Comment from Emerald

"We are excited to present this opportunity with Skye to our shareholders. Since announcing the strategic pivot of Emerald last November, we have been working to wind down our past operations, monetize our non-cash assets, and apply our capital to a new investment opportunity. We have searched for a company with differentiated positioning and a pedigree of expertise and experience. We believe we have found it in Skye Bioscience," said Bobby Rai, Chair of the Board's Special Committee of Emerald Health Therapeutics.

"Emerald has always recognized the therapeutic potential of cannabinoids based on our experience with the body's endocannabinoid system and its modulating and balancing activities in the body. We also recognize that the goal to clinically and commercially capitalize on the potential therapeutic benefits of cannabinoid-derived drugs may benefit from advanced technology and drug products with mechanisms of action or formulations enhanced to realize effects superior to not only natural cannabinoids but to existing approved classes of drugs and those under development. The beauty of this situation is that the underlying cannabinoid that Skye is working with has previously been shown through prior third-party research to have promising potential. And Skye's recent preclinical work has shown improved delivery of the underlying cannabinoid to the back of the eye and notable effects in reducing intraocular pressure, which is a key risk factor of glaucoma.

"Skye Bioscience has proprietary technology, R&D initiatives to expand its therapeutic capabilities, a strong focus on IP, along with a management team, board, and advisory board with many decades of experience in pharmaceutical drug development and clinical practice, notably in ophthalmology and in fundamental cannabinoid research. This company is uniquely positioned to capitalize on the substantially untapped opportunities represented by the intersection of cannabinoids with modern science and traditional drug development.

"We believe this is an excellent opportunity for Emerald shareholders to potentially benefit from a new class of cannabinoid-derivative drug candidates."

Comment from Skye

"Skye's proposed acquisition of Emerald stands to strengthen its balance sheet and ability to advance its well-positioned technology and development platform that has generated promising preclinical data in the past year and a half. Despite the constraints of COVID on all facets of the life science industry, Skye has completed the preclinical preparation necessary to launch its first-in-human study of its lead drug, SBI-100 OE, in the second quarter of 2022. We expect regulatory approval to start our Phase 1 study and begin enrolling patients shortly. The transaction with Emerald is expected to provide funding into 2023 and, importantly, for our planned Phase 2 study starting in the fourth quarter of 2022," said Praveen Tyle, Ph.D., Chair of the Board's Special Committee of Skye Bioscience and President, CEO and Board member of Invectys, Inc.

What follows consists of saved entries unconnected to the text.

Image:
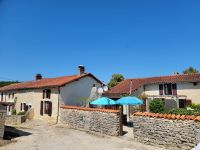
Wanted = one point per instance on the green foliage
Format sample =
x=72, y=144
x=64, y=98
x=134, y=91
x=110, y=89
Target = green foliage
x=180, y=111
x=183, y=111
x=156, y=106
x=21, y=113
x=190, y=70
x=5, y=83
x=116, y=79
x=14, y=112
x=195, y=106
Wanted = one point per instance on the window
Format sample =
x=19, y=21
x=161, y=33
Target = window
x=45, y=108
x=47, y=94
x=24, y=107
x=168, y=89
x=1, y=96
x=161, y=89
x=13, y=95
x=182, y=103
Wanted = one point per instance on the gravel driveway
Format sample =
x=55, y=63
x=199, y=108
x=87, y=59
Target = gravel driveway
x=44, y=136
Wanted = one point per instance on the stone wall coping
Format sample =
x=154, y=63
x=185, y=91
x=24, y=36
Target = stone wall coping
x=168, y=116
x=90, y=109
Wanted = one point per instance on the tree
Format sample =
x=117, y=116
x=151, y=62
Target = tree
x=116, y=79
x=190, y=70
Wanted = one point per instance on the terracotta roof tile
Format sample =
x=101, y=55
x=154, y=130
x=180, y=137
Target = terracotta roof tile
x=124, y=86
x=46, y=82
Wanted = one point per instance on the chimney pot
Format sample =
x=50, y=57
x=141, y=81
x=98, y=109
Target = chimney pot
x=81, y=70
x=38, y=76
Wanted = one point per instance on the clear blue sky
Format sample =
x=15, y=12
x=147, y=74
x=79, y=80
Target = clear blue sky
x=137, y=38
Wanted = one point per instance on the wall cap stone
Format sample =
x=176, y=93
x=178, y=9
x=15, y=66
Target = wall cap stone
x=168, y=116
x=90, y=109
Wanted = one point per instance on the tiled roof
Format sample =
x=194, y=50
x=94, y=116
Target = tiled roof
x=46, y=82
x=124, y=86
x=168, y=116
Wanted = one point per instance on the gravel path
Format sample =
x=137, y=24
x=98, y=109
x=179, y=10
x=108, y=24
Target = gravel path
x=56, y=137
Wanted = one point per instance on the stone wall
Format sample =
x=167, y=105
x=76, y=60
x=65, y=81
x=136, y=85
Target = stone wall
x=15, y=119
x=2, y=120
x=102, y=121
x=168, y=133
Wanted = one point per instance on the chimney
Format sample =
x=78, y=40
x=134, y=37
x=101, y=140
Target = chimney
x=81, y=70
x=38, y=76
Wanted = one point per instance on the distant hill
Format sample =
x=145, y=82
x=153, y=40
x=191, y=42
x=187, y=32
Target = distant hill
x=5, y=83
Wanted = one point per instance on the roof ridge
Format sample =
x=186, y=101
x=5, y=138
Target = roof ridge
x=173, y=75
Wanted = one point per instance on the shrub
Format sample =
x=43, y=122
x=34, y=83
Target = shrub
x=182, y=111
x=14, y=112
x=21, y=113
x=156, y=106
x=195, y=106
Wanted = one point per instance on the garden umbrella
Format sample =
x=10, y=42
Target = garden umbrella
x=129, y=100
x=103, y=101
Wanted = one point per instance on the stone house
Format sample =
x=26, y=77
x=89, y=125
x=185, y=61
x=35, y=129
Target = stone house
x=177, y=91
x=45, y=95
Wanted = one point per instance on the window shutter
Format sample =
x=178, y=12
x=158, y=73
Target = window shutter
x=43, y=96
x=161, y=89
x=174, y=89
x=41, y=108
x=188, y=102
x=21, y=106
x=50, y=108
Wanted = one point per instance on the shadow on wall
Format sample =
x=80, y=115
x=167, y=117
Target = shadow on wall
x=11, y=133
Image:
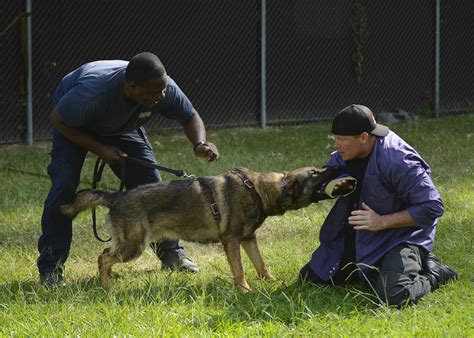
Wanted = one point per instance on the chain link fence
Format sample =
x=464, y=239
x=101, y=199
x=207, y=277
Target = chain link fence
x=319, y=55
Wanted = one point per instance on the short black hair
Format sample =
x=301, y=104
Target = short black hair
x=143, y=67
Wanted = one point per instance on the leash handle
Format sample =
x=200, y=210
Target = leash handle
x=178, y=173
x=96, y=177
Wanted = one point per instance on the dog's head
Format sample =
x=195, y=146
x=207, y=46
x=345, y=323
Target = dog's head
x=301, y=187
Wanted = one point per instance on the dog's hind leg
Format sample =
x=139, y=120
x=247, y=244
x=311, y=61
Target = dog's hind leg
x=123, y=252
x=232, y=251
x=251, y=248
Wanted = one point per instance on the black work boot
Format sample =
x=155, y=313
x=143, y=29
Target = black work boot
x=173, y=260
x=437, y=273
x=52, y=278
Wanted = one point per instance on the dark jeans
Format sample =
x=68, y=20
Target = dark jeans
x=399, y=279
x=64, y=170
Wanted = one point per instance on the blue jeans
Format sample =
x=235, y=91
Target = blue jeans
x=64, y=170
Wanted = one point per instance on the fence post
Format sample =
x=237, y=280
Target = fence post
x=29, y=84
x=263, y=66
x=437, y=54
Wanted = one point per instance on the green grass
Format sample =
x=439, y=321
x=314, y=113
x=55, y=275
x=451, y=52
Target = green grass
x=144, y=301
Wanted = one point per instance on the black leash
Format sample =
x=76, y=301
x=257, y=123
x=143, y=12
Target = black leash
x=97, y=176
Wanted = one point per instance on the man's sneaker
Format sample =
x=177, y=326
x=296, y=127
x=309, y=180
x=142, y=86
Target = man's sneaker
x=437, y=273
x=179, y=262
x=52, y=279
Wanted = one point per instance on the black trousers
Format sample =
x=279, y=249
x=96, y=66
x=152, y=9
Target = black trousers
x=398, y=281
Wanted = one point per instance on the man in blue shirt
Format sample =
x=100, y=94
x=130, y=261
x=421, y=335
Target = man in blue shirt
x=101, y=107
x=384, y=231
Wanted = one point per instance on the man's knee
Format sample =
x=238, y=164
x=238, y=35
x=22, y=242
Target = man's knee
x=391, y=289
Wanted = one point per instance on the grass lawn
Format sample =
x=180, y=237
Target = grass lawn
x=144, y=301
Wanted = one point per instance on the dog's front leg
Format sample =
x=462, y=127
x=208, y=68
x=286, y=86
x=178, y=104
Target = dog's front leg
x=251, y=248
x=232, y=250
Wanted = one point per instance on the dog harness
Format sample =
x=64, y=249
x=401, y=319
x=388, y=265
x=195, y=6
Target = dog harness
x=256, y=197
x=210, y=198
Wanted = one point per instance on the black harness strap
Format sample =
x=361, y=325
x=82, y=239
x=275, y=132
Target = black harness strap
x=210, y=198
x=97, y=175
x=251, y=188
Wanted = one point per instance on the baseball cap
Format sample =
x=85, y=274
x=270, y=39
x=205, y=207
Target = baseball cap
x=356, y=119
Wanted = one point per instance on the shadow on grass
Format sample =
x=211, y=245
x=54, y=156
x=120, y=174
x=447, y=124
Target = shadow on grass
x=269, y=301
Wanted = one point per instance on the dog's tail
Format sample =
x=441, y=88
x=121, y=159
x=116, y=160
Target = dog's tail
x=87, y=199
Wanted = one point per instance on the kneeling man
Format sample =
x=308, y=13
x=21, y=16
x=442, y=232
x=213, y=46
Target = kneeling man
x=384, y=231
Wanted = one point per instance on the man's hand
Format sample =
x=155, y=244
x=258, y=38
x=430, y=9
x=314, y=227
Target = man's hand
x=366, y=219
x=110, y=154
x=206, y=151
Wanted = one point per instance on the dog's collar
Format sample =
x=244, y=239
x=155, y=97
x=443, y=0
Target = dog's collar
x=251, y=188
x=210, y=198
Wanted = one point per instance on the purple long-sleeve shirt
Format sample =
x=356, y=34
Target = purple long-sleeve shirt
x=396, y=178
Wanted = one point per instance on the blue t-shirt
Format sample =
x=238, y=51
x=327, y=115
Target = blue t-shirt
x=91, y=97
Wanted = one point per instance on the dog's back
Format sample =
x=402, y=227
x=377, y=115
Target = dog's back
x=87, y=199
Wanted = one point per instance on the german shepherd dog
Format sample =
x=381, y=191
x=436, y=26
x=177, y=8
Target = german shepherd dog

Dr. Tyle continued, "The shortcomings of today's glaucoma drugs are significant for patients. Today we are focused on clinically validating what could potentially be an advantageous new class of therapeutic drug for glaucoma. With this in mind, we are actively designing a Phase 2 efficacy study to deliver potentially meaningful data, yet optimized to minimize time and cost. We believe we can see preliminary data from this study in 2023, and the nature of this data could be transformational from a validation and value creation perspective. Securing the capital to achieve these goals is vital. We believe that acquiring Emerald and its cash and non-cash assets would provide a more favorable capital cost for our shareholders compared to other alternatives in light of current investment market conditions. In addition, Emerald possesses a research and development facility in the greater Vancouver area licensed to undertake cannabinoid-related research under applicable Canadian law, which could be beneficial to Skye as we continue to progress our R&D efforts."